How Fault Tolerance Works
- Every state store has a changelog topic in Kafka
- Every state mutation is written to the changelog
- If an instance crashes, a new instance rebuilds state by replaying the changelog
- Standby replicas keep warm copies to speed up failover
// Configure standby replicas
props.put(StreamsConfig.NUM_STANDBY_REPLICAS_CONFIG, 1);Custom State Store Operations
// Access state store in a Processor
public class EnrichmentProcessor implements Processor<String, Order, String, EnrichedOrder> {
private KeyValueStore<String, Customer> customerStore;
@Override
public void init(ProcessorContext<String, EnrichedOrder> context) {
customerStore = context.getStateStore("customer-store");
}
@Override
public void process(Record<String, Order> record) {
Customer customer = customerStore.get(record.key());
if (customer != null) {
context().forward(new Record<>(
record.key(),
new EnrichedOrder(record.value(), customer),
record.timestamp()
));
}
}
}Interactive Queries
Interactive queries let you query state stores directly via an API — turning your stream processor into a queryable service.

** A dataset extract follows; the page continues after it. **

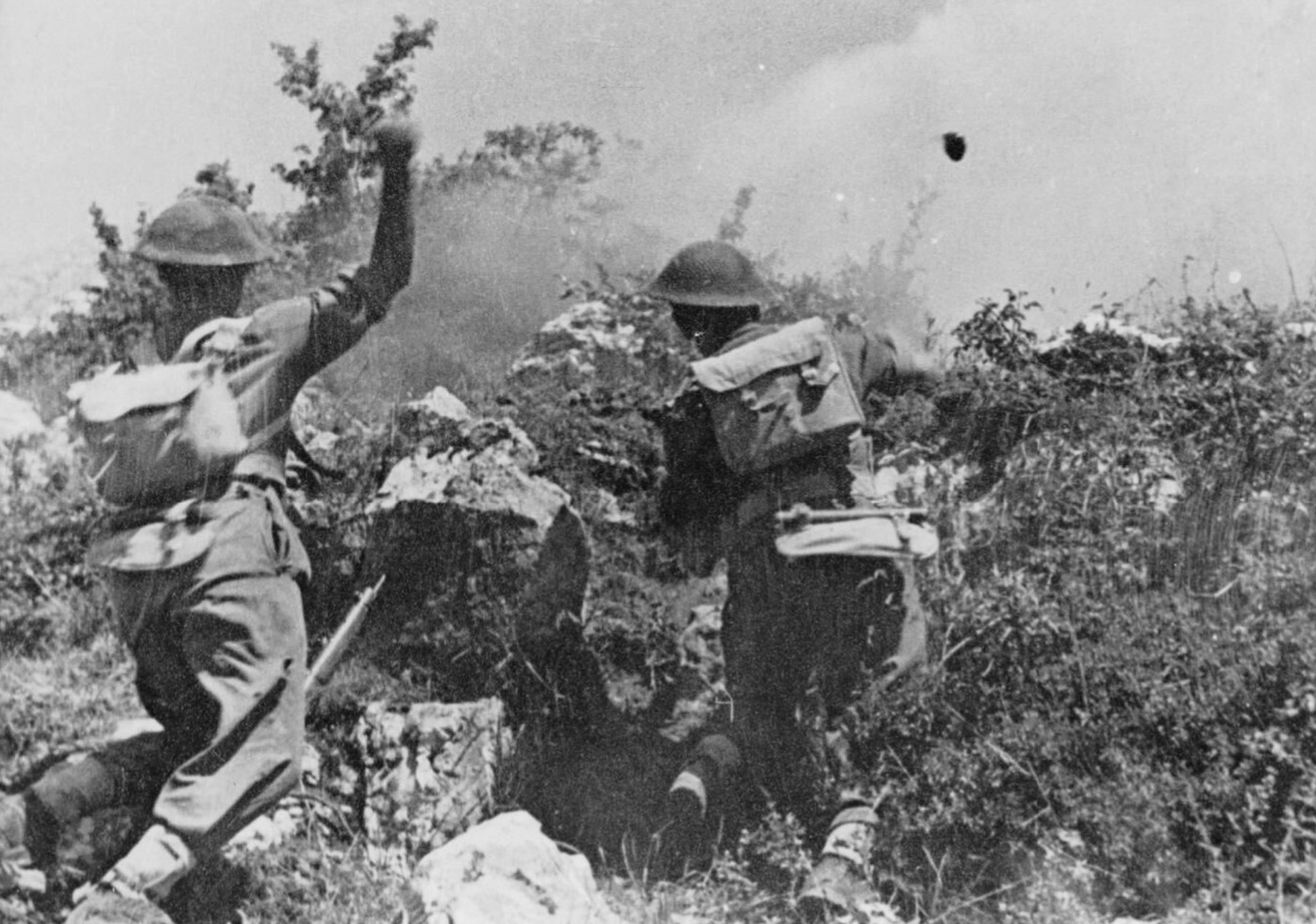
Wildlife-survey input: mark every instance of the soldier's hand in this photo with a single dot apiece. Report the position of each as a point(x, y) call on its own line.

// Query local state store
ReadOnlyKeyValueStore<String, Long> store =
streams.store(
StoreQueryParameters.fromNameAndType(
"word-counts",
QueryableStoreTypes.keyValueStore()
)
);
// Get value for a key
Long count = store.get("hello");
// Iterate all entries
try (KeyValueIterator<String, Long> iter = store.all()) {
while (iter.hasNext()) {
KeyValue<String, Long> entry = iter.next();
System.out.println(entry.key + " = " + entry.value);
}
}
// Range query
try (KeyValueIterator<String, Long> iter = store.range("a", "z")) {
// iterate results in key order
}Distributed Queries
State is partitioned across instances. To query across all instances, you need to know which instance holds which key:
// Find which instance holds a key
KeyQueryMetadata metadata = streams.queryMetadataForKey(
"word-counts", "hello", Serdes.String().serializer()
);
if (metadata.activeHost().equals(thisHost)) {
// Query locally
return store.get("hello");
} else {
// Forward to the correct instance via HTTP/gRPC
return httpClient.get(metadata.activeHost(), "/api/counts/hello");
}Error Handling
Deserialization Errors
// Log and skip bad records instead of crashing
props.put(
StreamsConfig.DEFAULT_DESERIALIZATION_EXCEPTION_HANDLER_CLASS_CONFIG,
LogAndContinueExceptionHandler.class
);
// Or send to dead letter queue (custom handler)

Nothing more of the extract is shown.